Predicting Outcomes for New Data
Predicting the target values for new observations is implemented the same way as most of the other predict methods in R. In general, all you need to do is call predict on the object returned by train and pass the data you want predictions for.
There are two ways to pass the data:
- Either pass the Task via the
task
argument or - pass a data frame via the
newdata
argument.
The first way is preferable if you want predictions for data already included in a Task.
Just as train, the predict function has a subset
argument,
so you can set aside different portions of the data in Task for training and prediction
(more advanced methods for splitting the data in train and test set are described in the
section on resampling).
In the following example we fit a gradient boosting machine to every second observation of the BostonHousing data set and make predictions on the remaining data in bh.task.
n = getTaskSize(bh.task)
train.set = seq(1, n, by = 2)
test.set = seq(2, n, by = 2)
lrn = makeLearner("regr.gbm", n.trees = 100)
mod = train(lrn, bh.task, subset = train.set)
task.pred = predict(mod, task = bh.task, subset = test.set)
task.pred
#> Prediction: 253 observations
#> predict.type: response
#> threshold:
#> time: 0.00
#> id truth response
#> 2 2 21.6 22.28539
#> 4 4 33.4 23.33968
#> 6 6 28.7 22.40896
#> 8 8 27.1 22.12750
#> 10 10 18.9 22.12750
#> 12 12 18.9 22.12750
The second way is useful if you want to predict data not included in the Task.
Here we cluster the iris
data set without the target variable.
All observations with an odd index are included in the Task and used for training.

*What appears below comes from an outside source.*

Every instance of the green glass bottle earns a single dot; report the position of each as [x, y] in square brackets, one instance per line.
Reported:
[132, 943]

Predictions are made for the remaining observations.
n = nrow(iris)
iris.train = iris[seq(1, n, by = 2), -5]
iris.test = iris[seq(2, n, by = 2), -5]
task = makeClusterTask(data = iris.train)
mod = train("cluster.kmeans", task)
newdata.pred = predict(mod, newdata = iris.test)
newdata.pred
#> Prediction: 75 observations
#> predict.type: response
#> threshold:
#> time: 0.00
#> response
#> 2 2
#> 4 2
#> 6 2
#> 8 2
#> 10 2
#> 12 2
Note that for supervised learning you do not have to remove the target columns from the data.
These columns are automatically removed prior to calling the underlying predict
method of the learner.
Accessing the prediction
The returned Prediction object is a named list. The most important element is data
which is a
data frame that contains columns with the true values of the target variable (in case of
supervised learning problems) and the predictions.
In the following the predictions on the BostonHousing and the iris data sets are shown. As you may recall, the predictions in the first case were made from a Task and in the second case from a data frame.
## Result of predict with data passed via task argument
head(task.pred$data)
#> id truth response
#> 2 2 21.6 22.28539
#> 4 4 33.4 23.33968
#> 6 6 28.7 22.40896
#> 8 8 27.1 22.12750
#> 10 10 18.9 22.12750
#> 12 12 18.9 22.12750
## Result of predict with data passed via newdata argument
head(newdata.pred$data)
#> response
#> 2 2
#> 4 2
#> 6 2
#> 8 2
#> 10 2
#> 12 2
As you can see when predicting from a Task, the resulting data frame
contains an additional column, called id
, which tells us which element in the original data set
the prediction corresponds to.
Extract Probabilities
The predicted probabilities can be extracted from the Prediction using the function getProbabilities. Here is another cluster analysis example. We use fuzzy c-means clustering on the mtcars data set.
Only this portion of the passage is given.